Published 08 July 2015

Road tax will undergo its biggest shake-up for many years in 2017 with major changes announced in the Summer Budget.

The new rules will have the greatest impact on fleet operators rather than company car drivers.

No changes were made to company car tax rates, so they will continue to increase over the next few years at the levels set out in the March 2015 Budget, which have followed a pattern to tighten almost every year over the last 13 years.

But from 2017, no petrol or diesel car will escape Vehicle Excise Duty. For the last few years, any car with CO2 emissions of 130g/km have had a first-year rate of zero, while cars with CO2 between 101 and 120g/km have only had to pay £20 or £30 in subsequent years.

Under the rules coming into force in April 2017, only zero-emission cars will be exempt from road tax, while very low emission cars (including plug-in hybrids, and small to medium sized hybrids) will pay a modest first year rate.

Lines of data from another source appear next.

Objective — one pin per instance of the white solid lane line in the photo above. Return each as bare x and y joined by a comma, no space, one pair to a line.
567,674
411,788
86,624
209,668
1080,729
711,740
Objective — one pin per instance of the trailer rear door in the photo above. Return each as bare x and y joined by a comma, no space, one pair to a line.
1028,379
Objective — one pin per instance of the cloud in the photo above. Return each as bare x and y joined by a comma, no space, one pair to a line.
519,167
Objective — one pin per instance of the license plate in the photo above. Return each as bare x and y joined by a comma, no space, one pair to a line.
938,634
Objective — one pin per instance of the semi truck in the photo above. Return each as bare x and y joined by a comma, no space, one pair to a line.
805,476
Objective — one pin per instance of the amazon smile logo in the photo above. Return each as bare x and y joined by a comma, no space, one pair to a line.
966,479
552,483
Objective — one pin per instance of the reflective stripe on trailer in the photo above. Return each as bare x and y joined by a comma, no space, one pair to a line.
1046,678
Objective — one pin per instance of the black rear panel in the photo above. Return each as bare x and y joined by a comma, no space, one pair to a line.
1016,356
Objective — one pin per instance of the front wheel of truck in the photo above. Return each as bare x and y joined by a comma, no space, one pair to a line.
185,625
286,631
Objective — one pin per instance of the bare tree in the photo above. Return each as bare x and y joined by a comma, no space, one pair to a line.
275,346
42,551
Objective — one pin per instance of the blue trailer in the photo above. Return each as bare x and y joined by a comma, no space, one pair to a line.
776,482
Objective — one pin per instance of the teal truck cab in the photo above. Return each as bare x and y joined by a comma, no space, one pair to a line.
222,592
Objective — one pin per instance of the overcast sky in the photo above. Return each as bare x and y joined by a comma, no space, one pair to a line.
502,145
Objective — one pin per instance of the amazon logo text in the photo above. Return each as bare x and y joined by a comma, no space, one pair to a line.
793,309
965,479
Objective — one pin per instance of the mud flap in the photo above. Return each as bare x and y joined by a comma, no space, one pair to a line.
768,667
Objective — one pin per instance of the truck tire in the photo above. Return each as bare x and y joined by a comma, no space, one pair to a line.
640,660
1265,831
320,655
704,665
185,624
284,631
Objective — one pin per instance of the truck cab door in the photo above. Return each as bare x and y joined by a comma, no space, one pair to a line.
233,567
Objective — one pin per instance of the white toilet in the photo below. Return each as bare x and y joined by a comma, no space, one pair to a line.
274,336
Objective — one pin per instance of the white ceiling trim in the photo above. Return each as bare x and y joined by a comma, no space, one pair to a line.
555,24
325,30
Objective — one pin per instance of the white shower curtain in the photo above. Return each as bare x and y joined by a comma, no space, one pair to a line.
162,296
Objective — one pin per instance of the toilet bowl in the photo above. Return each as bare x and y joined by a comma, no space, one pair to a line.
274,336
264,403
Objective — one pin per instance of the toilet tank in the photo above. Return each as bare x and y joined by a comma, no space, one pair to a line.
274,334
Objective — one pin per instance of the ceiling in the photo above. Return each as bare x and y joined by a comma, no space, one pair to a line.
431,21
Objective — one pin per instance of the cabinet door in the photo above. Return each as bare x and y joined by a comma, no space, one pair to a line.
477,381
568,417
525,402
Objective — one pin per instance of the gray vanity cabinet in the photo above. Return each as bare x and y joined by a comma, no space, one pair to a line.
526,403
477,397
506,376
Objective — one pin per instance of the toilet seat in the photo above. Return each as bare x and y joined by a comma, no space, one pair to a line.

The standard rate of VED for all cars producing any amount of CO2 emissions will be £140 per year. But the Government has added an additional levy on vehicles that are priced at £40,000 or more.

It means expensive cars, regardless of emissions levels, will incur an additional £310 a year for the first five years - £1,550 in total.

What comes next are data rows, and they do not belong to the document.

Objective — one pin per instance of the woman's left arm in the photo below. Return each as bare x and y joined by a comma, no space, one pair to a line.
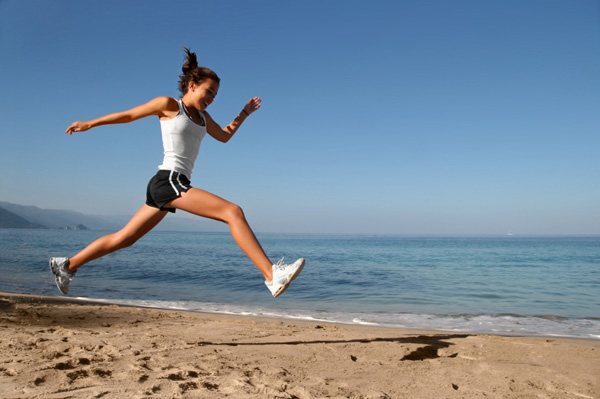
223,135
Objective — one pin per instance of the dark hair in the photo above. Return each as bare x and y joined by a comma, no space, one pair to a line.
194,73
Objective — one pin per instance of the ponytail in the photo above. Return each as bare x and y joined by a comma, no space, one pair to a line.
194,73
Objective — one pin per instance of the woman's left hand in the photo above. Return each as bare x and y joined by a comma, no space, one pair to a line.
252,105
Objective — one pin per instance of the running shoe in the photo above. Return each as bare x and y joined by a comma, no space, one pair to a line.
283,276
62,275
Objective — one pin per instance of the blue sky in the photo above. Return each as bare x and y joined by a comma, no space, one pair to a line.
411,117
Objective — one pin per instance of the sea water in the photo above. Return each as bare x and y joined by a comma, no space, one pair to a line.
503,285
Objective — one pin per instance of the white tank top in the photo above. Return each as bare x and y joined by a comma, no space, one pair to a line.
181,141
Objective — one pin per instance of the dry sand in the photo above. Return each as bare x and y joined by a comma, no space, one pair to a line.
58,348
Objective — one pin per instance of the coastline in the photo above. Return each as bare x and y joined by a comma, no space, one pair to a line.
52,347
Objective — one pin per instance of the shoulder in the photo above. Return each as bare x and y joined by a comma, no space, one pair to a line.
163,107
164,103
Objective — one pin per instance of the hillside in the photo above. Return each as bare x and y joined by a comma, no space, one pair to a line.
23,216
14,221
53,218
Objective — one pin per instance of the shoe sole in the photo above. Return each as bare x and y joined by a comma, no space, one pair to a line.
56,279
282,289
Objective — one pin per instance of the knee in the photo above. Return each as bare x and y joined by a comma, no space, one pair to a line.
123,241
234,213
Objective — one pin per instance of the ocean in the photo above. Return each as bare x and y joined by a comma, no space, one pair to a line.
514,285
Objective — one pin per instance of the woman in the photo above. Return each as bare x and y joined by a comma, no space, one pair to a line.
183,123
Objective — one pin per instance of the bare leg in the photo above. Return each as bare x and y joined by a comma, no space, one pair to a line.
203,203
140,224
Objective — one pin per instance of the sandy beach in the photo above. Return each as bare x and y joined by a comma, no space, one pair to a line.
62,348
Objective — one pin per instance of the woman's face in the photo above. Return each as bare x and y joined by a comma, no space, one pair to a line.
201,95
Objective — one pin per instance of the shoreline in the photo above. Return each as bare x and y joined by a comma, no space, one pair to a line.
510,325
56,347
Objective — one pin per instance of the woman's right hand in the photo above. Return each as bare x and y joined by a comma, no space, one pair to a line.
78,127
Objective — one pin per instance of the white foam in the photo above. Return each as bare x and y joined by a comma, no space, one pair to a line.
491,324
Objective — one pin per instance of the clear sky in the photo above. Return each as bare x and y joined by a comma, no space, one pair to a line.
422,116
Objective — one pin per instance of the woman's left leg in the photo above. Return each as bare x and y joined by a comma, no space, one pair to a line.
203,203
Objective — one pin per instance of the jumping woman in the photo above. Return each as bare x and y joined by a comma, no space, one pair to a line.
184,123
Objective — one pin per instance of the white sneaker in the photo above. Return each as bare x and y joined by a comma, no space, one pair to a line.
283,276
62,275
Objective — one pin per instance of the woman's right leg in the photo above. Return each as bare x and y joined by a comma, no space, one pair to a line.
140,224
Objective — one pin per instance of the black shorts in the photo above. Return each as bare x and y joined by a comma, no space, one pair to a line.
164,187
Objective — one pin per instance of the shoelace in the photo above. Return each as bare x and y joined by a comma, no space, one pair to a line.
279,265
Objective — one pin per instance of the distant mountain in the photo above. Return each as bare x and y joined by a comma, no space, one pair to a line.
56,219
59,219
14,221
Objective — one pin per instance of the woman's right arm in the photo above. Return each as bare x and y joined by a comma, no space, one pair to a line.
160,106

This could result in company fleet policies seeking to place middle and senior managers in less expensive cars to avoid the extra £310-a-year tax, or review fleet budgets to accommodate them.

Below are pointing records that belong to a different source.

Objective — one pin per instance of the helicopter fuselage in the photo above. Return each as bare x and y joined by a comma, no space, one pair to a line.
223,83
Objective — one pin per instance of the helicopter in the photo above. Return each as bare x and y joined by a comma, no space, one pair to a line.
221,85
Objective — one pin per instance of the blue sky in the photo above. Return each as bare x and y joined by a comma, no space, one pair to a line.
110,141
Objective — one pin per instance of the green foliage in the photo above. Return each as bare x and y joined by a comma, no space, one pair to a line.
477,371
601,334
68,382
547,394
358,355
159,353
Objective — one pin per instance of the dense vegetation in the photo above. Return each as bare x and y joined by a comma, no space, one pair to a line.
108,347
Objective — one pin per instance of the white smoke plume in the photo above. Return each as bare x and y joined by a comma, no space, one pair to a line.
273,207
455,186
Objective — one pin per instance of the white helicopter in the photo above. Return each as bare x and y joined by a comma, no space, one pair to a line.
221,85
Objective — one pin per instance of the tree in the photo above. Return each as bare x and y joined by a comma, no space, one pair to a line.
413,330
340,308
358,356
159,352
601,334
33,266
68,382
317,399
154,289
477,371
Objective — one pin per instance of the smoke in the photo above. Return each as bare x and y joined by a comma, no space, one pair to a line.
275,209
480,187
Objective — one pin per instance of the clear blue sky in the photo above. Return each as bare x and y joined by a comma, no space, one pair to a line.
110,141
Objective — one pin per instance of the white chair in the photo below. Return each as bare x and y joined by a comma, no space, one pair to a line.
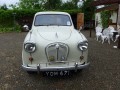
105,36
98,32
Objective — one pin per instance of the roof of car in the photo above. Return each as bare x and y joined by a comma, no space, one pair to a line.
51,12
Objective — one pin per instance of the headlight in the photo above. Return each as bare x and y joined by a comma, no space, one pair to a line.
83,46
30,47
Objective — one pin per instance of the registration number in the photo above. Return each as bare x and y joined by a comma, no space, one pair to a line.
57,73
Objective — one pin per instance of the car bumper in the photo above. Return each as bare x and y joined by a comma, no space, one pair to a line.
38,68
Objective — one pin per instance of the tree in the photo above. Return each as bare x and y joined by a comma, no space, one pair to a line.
88,10
40,4
52,4
4,7
31,4
70,5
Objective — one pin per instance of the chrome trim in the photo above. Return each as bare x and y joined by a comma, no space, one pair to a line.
57,46
74,67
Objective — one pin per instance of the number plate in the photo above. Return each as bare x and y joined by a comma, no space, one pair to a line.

Cars such as F-Sport and Premier versions of the Lexus GS 300h, and large hybrid models in other premium manufacturer line-ups will become more expensive for fleets to run.

It also means that the latest generation of hydrogen fuel cell cars - none of which are expected to cost less than £40,000 initially - will be subject to the levy, despite only producing water vapour from the exhaust and no CO2. Some expensive battery electric cars, such as Teslas, will also cost more to operate for fleets.

Choosing an ultra-low emission company car will still help minimise your BIK tax liability, but the extra cost of VED for your employer is a matter they will have to consider for their fleet policies beyond next year.